Lui stesso è arrivato alla Chiesa per vie tortuose. Cresciuto in ambiente protestante e poco praticante, si è avvicinato alla fede all'università, tra un amico appassionato e un libro di C.S. Lewis comprato per caso prima di un volo. Cercava «il buono, il vero e il bello», e le persone che lo incarnavano, dice, erano quasi tutte cattoliche. È passato da una grande chiesa non confessionale a una anglicana, fino a quella cattolica. Lo affascinavano le radici antiche della liturgia, «meno vaghe della chiesa rock and roll da cui ero partito».
Il caso di St. Joe però non è isolato. L'arcidiocesi di New York, che per anni aveva chiuso e accorpato parrocchie, quest'anno ha accolto a Pasqua 482 nuovi convertiti, 160 in più del 2025, con un aumento costante da quattro anni. È parte di un movimento nazionale: negli Stati Unitigli gli adulti si convertono ai ritmi più alti dall'inizio del secolo. Tra le cause, gli esperti indicano un «risveglio eucaristico», l'immigrazione da Paesi latinoamericani tradizionalmente cattolici e l'elezione di Leone XIV, il primo Papa nato in America. «Forse il suo esempio ha spinto molti a tornare al Signore», dice Culver.
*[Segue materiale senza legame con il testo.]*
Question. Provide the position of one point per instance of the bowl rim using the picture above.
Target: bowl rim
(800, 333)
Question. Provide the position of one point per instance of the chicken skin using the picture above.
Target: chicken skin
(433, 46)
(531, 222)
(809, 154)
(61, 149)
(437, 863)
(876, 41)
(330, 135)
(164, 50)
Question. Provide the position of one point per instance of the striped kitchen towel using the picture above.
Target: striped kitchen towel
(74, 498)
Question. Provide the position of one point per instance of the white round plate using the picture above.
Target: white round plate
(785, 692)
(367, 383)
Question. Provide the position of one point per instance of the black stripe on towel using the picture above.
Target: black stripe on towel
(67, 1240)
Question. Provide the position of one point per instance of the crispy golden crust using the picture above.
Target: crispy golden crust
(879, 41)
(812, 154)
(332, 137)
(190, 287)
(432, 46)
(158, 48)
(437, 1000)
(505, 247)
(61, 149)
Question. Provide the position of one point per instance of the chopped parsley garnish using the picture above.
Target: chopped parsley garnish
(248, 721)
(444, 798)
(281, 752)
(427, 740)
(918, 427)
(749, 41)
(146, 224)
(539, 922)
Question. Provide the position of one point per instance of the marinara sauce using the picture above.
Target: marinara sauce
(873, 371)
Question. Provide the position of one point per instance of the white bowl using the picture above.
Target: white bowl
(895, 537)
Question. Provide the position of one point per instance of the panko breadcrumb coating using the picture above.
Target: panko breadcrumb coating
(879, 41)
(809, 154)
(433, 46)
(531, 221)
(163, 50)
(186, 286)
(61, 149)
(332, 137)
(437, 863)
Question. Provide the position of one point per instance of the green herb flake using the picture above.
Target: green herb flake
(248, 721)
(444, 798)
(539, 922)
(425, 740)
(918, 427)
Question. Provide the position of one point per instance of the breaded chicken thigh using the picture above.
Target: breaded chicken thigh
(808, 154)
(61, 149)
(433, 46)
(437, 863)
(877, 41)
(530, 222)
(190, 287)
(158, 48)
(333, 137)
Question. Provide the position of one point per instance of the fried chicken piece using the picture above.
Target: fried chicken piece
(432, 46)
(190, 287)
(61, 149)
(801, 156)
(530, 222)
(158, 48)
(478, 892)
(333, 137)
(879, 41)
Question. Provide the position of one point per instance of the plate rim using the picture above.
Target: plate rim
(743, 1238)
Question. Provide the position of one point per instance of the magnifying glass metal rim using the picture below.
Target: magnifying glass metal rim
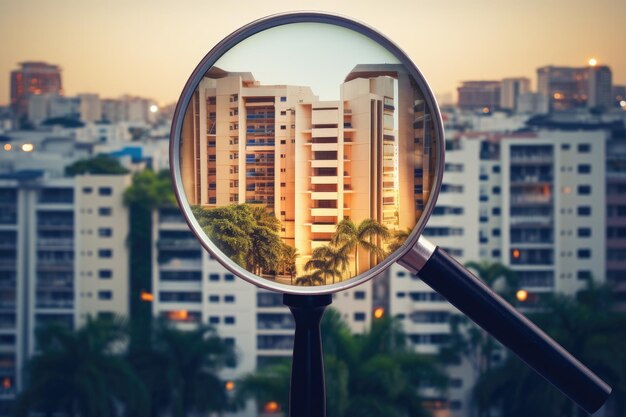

I demografi della religione invitano a non parlare troppo in fretta di «revival», però. Secondo il Pew Research Center, nel 2007 il 78% degli adulti americani si diceva cristiano e nel 2023 il 62%, un calo trainato proprio dai più giovani (il 44% dei nati negli anni Novanta non ha alcuna affiliazione religiosa). La discesa, però, si è fermata attorno al 2019: i cristiani si sono stabilizzati poco sopra il 60% della popolazione Usa e i «nones» — vale a dire i senza religione — intorno al 30%. Dai dati emergono due letture opposte: chi, come lo storico Niall Ferguson (e persino come Donald Trump), parla di un «risveglio» cristiano soprattutto tra i giovani e chi vede solo piccoli focolai di rinnovamento in un panorama ancora in contrazione
Del resto, quasi tre cattolici adulti americani su cinque hanno più di 50 anni, ed è uno dei motivi per i quali la folla giovane di St. Joe colpisce tanto. E allora forse bisogna tornare nel Village per capire. Ogni domenica, dopo la Messa, un gruppo si ritrova nel seminterrato attorno a vino e formaggio seguiti da un'ora di discussione guidata da padre Jonah Teller, con temi che spaziano dalla libertà alla speranza e magari di allargano alla lettura di una poesia. L’appuntamento si chiama «In Vino Veritas» ed è uno spazio dichiaratamente apolitico. 
Un ecosistema digitale accompagna la tendenza: molti partecipanti all’incontro usano app di preghiera come Hallow, sponsorizzata dalle star di Hollywood, o programmi come Exodus90 che invitano ad alternare preghiera, elemosina e docce fredde per trarre il massimo beneficio dalla propria spiritualità. Che cosa cercano, allora, questi ragazzi? Culver ha una risposta netta: comunità e disciplina. «Non è una struttura che imprigiona, ma che stabilizza e forma — dice —. La conversione della Gen Z è una specie di ribellione contro il disincanto e l'atomizzazione della nostra epoca». Ricorda poi la disillusione degli anni della pandemia e cita un disagio più ampio: «C'è una guerra alla bellezza, non costruiamo più cose belle, solo cubi neri, e una guerra alla verità». La Chiesa, secondo lui, offre «qualcosa di solido, dottrinalmente ed esistenzialmente». E, conclude, «da quando vivo secondo i suoi insegnamenti, ho notato in me stesso un cambiamento profondo, impossibile da ignorare».